You make the seasons change...
June 04, 2015
At this time of year, one of the things I most love about where we live is watching the shifting shades of green. This year the trees leafed out while we were in Texas visiting family. When we left the branches were still bare. When we returned, everything was that extraordinary chartreuse of brand-new chlorophyll, so bright it's almost fluorescent. Baby green with a hint of neon behind it.
Only a few weeks have passed since that trip, but already the landscape has shifted. Most of the trees are wreathed in mature green now, a green that feels more substantial. Often the leaves are larger, too; they've reached what I think of as their summer size. I forget, every winter, what it looks like when trees explode with leaves. They go from sticks to puffballs, from stark lines to rustling softness.
I catch my thoughts snagging on thorns: these leaves are so beautiful, I'm going to miss them when they're gone. Or I notice the long low light of early-summer evening, and even as I'm reveling in this moment the whisper comes: someday the light will wane and the days will be short. Where did that come from? Why can't I be in this moment, instead of worrying about losses I might someday feel?
The leaves have only just grown; the summer's barely begun; the light is still increasing. Why am I already thinking about what it will be like to lose them? But this is what the mind does: it tells stories about things which haven't yet come to pass. Sometimes they are sweet stories, as when I anticipate seeing a loved one. Sometimes they are stories marinated in old fear: what you have will go away.
When I notice my mind spiraling down those old fearful pathways, I try to pause and take a deep breath, and on the exhale, to let those thoughts go. The thoughts happen. It's okay; there's nothing wrong with having them; and I don't need to become attached to them. I can notice them, name them, and then let them slip away like goldfish darting beneath the surface of a pond.
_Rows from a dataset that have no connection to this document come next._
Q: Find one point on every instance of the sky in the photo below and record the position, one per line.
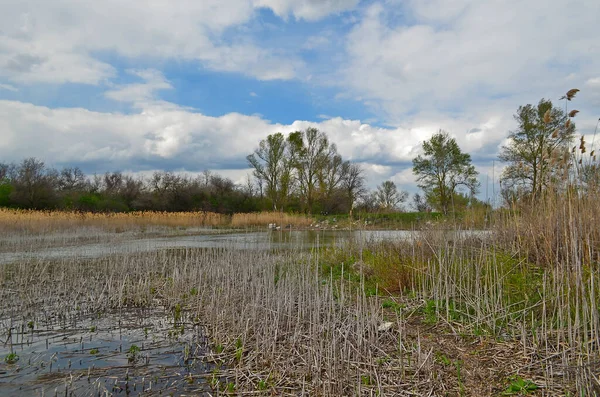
(188, 85)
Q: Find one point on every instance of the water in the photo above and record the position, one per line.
(137, 352)
(249, 240)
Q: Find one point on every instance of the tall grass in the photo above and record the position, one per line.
(276, 327)
(38, 222)
(280, 219)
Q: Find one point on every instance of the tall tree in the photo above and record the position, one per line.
(442, 168)
(34, 185)
(388, 197)
(272, 168)
(540, 142)
(309, 151)
(353, 183)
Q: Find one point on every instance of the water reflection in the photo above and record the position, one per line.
(282, 239)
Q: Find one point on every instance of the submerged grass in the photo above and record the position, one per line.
(514, 310)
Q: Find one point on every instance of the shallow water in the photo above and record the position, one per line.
(281, 239)
(135, 352)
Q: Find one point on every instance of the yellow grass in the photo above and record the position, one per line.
(47, 221)
(265, 218)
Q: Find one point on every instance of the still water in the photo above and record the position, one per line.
(298, 239)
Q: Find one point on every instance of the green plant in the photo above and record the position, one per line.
(177, 314)
(11, 358)
(262, 385)
(239, 349)
(390, 304)
(519, 386)
(133, 353)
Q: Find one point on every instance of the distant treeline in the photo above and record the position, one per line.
(31, 184)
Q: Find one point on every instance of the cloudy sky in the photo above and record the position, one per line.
(188, 85)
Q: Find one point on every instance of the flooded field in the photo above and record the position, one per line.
(132, 352)
(49, 246)
(195, 312)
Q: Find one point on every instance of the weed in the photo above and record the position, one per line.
(519, 386)
(11, 358)
(133, 354)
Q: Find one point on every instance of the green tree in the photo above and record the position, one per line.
(442, 168)
(388, 197)
(536, 148)
(272, 168)
(310, 154)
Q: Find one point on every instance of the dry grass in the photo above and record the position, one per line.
(52, 221)
(38, 222)
(264, 218)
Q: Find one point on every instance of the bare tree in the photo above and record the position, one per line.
(388, 196)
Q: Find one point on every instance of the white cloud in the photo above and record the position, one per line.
(140, 93)
(8, 87)
(57, 41)
(454, 54)
(163, 135)
(307, 9)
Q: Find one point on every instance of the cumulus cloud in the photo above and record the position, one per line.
(140, 93)
(463, 57)
(57, 42)
(307, 9)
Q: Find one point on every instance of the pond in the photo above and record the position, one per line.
(280, 239)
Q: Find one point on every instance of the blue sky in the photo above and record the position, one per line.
(186, 85)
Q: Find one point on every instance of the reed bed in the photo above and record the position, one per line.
(280, 219)
(276, 325)
(52, 221)
(40, 222)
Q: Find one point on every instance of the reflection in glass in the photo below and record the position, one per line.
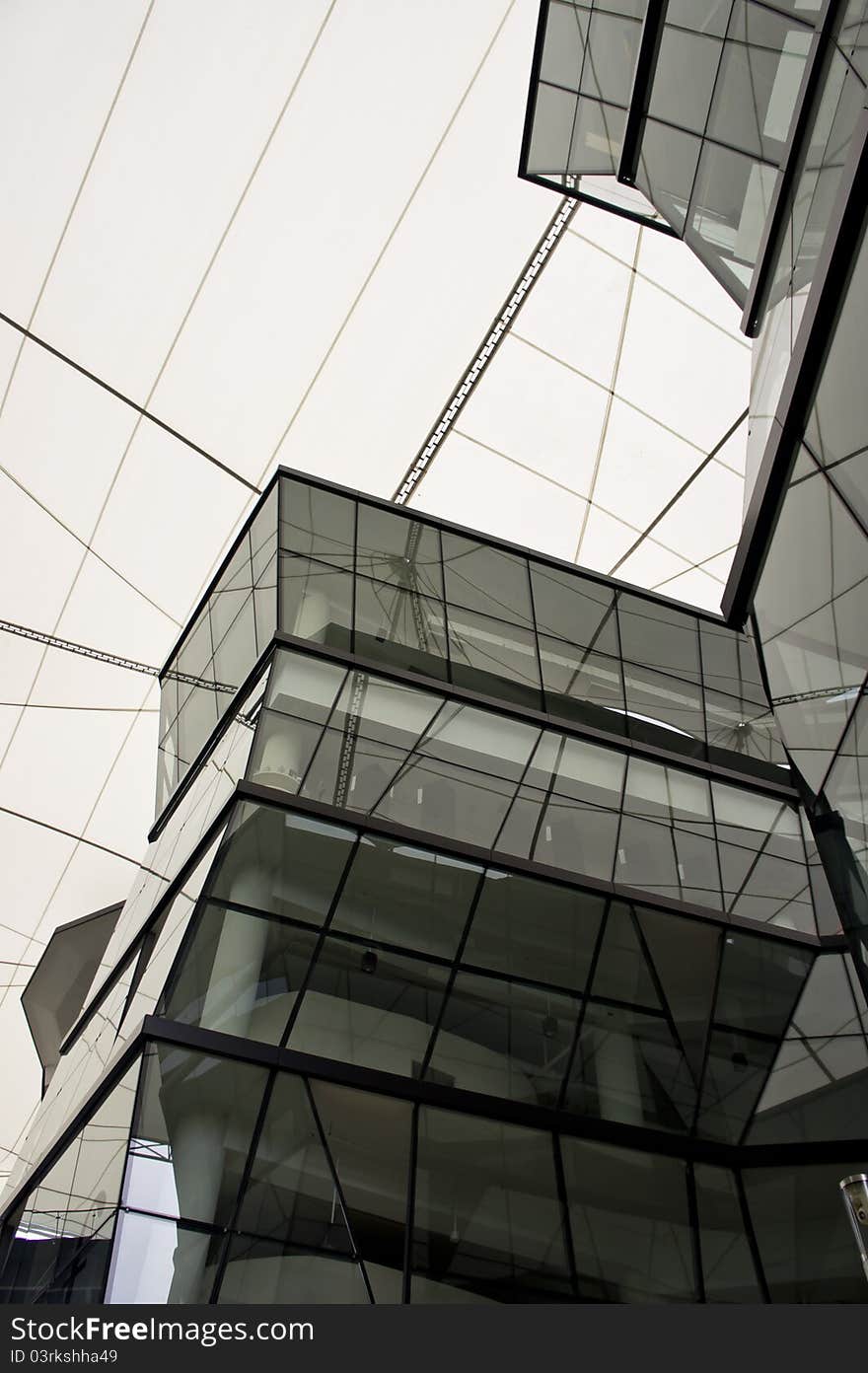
(488, 1222)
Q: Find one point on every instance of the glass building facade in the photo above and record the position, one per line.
(503, 932)
(483, 952)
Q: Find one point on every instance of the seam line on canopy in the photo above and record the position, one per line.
(126, 399)
(497, 332)
(389, 239)
(680, 492)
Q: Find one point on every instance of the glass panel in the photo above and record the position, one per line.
(685, 957)
(259, 1271)
(727, 1264)
(493, 658)
(731, 202)
(668, 169)
(598, 137)
(158, 1262)
(282, 862)
(552, 128)
(760, 983)
(664, 710)
(667, 839)
(583, 686)
(192, 1130)
(399, 550)
(613, 47)
(241, 974)
(566, 35)
(802, 1233)
(525, 927)
(316, 524)
(629, 1222)
(685, 79)
(486, 580)
(368, 1138)
(571, 607)
(399, 626)
(655, 636)
(504, 1039)
(290, 1194)
(441, 799)
(488, 1223)
(737, 1068)
(759, 83)
(368, 1005)
(402, 896)
(629, 1067)
(316, 602)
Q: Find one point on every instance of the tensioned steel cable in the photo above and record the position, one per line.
(492, 342)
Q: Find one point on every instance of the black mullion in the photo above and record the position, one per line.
(709, 1033)
(549, 792)
(125, 1169)
(564, 1212)
(779, 1040)
(692, 1210)
(454, 973)
(518, 787)
(242, 1187)
(750, 1236)
(621, 809)
(354, 575)
(702, 690)
(338, 1188)
(717, 841)
(444, 606)
(536, 636)
(583, 1007)
(321, 941)
(753, 865)
(835, 757)
(703, 136)
(323, 732)
(411, 1205)
(640, 94)
(160, 907)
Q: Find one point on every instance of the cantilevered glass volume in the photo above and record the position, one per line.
(483, 952)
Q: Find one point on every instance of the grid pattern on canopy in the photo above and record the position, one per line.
(192, 291)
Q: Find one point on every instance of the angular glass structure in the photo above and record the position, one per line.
(503, 932)
(483, 953)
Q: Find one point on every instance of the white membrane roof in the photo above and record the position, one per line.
(284, 231)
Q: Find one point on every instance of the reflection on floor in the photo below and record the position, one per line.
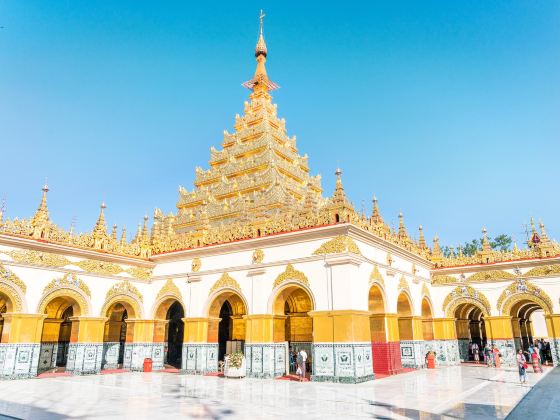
(453, 392)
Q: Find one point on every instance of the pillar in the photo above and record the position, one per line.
(266, 348)
(200, 345)
(385, 346)
(500, 333)
(85, 351)
(145, 339)
(411, 341)
(445, 343)
(20, 345)
(553, 328)
(342, 350)
(463, 331)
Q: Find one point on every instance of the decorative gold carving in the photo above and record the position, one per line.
(258, 256)
(403, 284)
(338, 245)
(196, 264)
(544, 271)
(70, 280)
(490, 276)
(523, 290)
(7, 275)
(39, 258)
(99, 267)
(376, 276)
(290, 273)
(465, 294)
(169, 289)
(225, 281)
(140, 273)
(440, 279)
(124, 288)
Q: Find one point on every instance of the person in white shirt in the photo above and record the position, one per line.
(301, 360)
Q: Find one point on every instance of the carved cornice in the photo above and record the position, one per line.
(338, 245)
(465, 294)
(290, 273)
(124, 288)
(523, 290)
(225, 281)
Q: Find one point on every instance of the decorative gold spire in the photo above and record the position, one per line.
(260, 81)
(402, 233)
(421, 240)
(40, 221)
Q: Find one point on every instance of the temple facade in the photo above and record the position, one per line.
(256, 259)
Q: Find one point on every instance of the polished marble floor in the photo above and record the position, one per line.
(453, 392)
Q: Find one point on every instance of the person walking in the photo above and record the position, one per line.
(535, 361)
(522, 366)
(497, 357)
(301, 360)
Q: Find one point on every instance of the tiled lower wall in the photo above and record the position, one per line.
(18, 361)
(342, 362)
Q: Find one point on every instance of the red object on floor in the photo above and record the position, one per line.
(53, 374)
(386, 358)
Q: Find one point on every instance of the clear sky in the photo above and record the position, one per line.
(446, 110)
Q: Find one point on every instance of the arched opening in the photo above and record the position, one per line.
(114, 337)
(229, 307)
(294, 303)
(404, 313)
(175, 332)
(427, 320)
(57, 332)
(471, 331)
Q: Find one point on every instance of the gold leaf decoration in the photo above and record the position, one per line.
(543, 271)
(338, 245)
(376, 276)
(258, 256)
(169, 289)
(465, 294)
(290, 273)
(225, 281)
(99, 267)
(488, 276)
(196, 264)
(523, 290)
(440, 279)
(45, 259)
(140, 273)
(7, 275)
(70, 280)
(124, 288)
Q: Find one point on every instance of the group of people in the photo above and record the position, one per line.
(490, 354)
(298, 362)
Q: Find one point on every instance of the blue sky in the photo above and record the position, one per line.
(446, 110)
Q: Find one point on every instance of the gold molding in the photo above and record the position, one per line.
(290, 273)
(225, 281)
(342, 243)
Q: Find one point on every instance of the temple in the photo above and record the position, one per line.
(257, 259)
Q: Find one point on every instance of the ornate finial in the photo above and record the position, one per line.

One of my favorite evening prayers is the ma'ariv aravim, the prayer which blesses God Who "evens out the evenings." The word comes from a root which means to mix; in this context it seems to hint at mixing afternoon with night. "You roll back light before dark, and dark before light," the prayer says (in translation). Light and dark take turns, and our task is to notice and sanctify the changes.
"You make the seasons change and order the stars in their appointed paths across heaven's dome," that prayer reminds us. The changes in season are part of the divine design; they are built into the world as we know it. In order for the season to hold still the earth would have to stop spinning -- catastrophe. God is the One Who cycles us through change, and change doesn't have to mean loss.
The Hebrew word for year, shanah, relates to the word for change, shinui. The year is made up of change, and God is the very process of change -- God Who describes God's-self, at the burning bush, as Ehyeh asher Ehyeh, "I Am Becoming Who I Am Becoming." The trick is to trust the hand of God at work. Change is how the world is renewed. Our task is to embrace that, and not to be afraid.